Population Pharmacokinetic and Pharmacodynamic Modeling of Etelcalcetide in Patients with Chronic Kidney Disease and Secondary Hyperparathyroidism Receiving Hemodialysis.
Chen, P, Narayanan, A, Wu, B, Gisleskog, PO, Gibbs, JP, Chow, AT, Melhem, M
Clinical pharmacokinetics. 2018;(1):71-85
Abstract
INTRODUCTION Etelcalcetide is a novel calcimimetic that binds and activates calcium-sensing receptors (CaSRs) for the treatment of secondary hyperparathyroidism (SHPT). METHODS To assess titrated dosing regimens, population pharmacokinetic (PK) and PK/pharmacodynamic (PKPD) modeling of etelcalcetide was performed using NONMEM 7.2. In this analysis, plasma etelcalcetide, serum parathyroid hormone (PTH) and calcium (Ca) concentration-time data were collected from five phase I, II, and III clinical trials following single or multiple intravenous doses of etelcalcetide ranging from 2.5 to 60 mg.

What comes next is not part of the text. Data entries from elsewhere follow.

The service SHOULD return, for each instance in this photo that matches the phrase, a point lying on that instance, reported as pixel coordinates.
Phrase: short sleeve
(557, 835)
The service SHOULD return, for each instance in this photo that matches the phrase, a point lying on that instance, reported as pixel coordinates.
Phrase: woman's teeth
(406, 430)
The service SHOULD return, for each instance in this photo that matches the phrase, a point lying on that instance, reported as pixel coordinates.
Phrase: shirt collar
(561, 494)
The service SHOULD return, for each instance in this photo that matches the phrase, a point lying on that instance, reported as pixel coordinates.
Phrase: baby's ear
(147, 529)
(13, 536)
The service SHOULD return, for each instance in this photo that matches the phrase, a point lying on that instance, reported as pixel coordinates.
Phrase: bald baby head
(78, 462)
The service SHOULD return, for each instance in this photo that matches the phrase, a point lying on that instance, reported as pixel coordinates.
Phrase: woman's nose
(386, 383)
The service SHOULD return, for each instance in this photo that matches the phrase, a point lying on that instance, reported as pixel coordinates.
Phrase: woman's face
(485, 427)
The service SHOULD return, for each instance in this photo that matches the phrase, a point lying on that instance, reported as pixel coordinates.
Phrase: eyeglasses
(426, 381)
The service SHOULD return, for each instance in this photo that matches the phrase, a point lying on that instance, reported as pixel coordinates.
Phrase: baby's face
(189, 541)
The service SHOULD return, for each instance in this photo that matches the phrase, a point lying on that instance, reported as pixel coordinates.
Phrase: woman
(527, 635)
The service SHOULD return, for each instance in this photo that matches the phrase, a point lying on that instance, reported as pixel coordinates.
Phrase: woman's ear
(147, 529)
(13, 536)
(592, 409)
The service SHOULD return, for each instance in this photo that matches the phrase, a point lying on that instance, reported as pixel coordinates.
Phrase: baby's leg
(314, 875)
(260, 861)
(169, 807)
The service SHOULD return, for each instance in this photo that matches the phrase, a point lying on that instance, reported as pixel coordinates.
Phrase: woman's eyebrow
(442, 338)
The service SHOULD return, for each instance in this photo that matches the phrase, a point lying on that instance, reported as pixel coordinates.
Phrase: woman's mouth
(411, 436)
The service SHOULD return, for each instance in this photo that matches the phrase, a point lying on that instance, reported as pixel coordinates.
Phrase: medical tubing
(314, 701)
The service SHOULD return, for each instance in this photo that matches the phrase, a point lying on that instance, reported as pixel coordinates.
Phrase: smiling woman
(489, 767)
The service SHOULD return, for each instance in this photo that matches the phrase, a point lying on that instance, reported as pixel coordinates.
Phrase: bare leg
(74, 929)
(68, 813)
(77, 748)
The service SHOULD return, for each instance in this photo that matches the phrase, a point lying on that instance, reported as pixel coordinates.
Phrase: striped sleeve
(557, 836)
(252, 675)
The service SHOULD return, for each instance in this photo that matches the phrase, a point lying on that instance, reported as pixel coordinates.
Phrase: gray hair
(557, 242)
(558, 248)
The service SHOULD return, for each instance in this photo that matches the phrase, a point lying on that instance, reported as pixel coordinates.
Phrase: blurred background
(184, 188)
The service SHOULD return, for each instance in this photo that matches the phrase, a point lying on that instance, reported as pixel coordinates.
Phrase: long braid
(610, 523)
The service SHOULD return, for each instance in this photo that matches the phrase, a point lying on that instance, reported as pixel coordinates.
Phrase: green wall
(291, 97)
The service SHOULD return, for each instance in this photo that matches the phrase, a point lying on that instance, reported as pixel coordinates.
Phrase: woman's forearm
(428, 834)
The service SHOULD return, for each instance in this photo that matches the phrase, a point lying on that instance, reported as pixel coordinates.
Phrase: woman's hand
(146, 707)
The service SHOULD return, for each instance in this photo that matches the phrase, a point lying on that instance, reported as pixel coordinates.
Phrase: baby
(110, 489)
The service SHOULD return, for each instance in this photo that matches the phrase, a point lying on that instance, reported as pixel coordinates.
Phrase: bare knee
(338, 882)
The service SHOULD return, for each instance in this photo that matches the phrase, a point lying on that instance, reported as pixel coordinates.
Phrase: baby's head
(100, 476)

A semi-mechanistic model was used to describe the relationship between etelcalcetide, PTH, and Ca. This model included the role of PTH in Ca regulation, the feedback of Ca onto PTH production via the CaSR, and the activity of etelcalcetide plasma levels in increasing the sensitivity of the CaSR to Ca via the cooperative binding model. The impact of relevant covariates was evaluated by stepwise forward/backward selection. Model evaluation was based on standard goodness-of-fit plots and prediction-corrected visual predictive checks (pcVPCs). Simulation was conducted to evaluate titrated dosing regimens. RESULTS AND DISCUSSION The time courses of etelcalcetide, PTH, and Ca were well-described by the model. The clearance and central volume of distribution (Vc) of etelcalcetide were 0.472 L/h and 49.9 L, respectively, while estimates of the turnover half-lives of PTH and Ca were 0.36 and 23 h, respectively. The extent of interindividual variability in model parameters was low to moderate (6-67%), and no covariates were identified as significant predictors of PK and PD variability. pcVPCs confirmed the predictive ability of the model. CONCLUSIONS The current analysis confirms the putative mechanism of action of etelcalcetide as an allosteric activator of CaSR. Simulations showed that dose titration of etelcalcetide, rather than fixed dose, is needed to effectively decrease the PTH level in patient populations.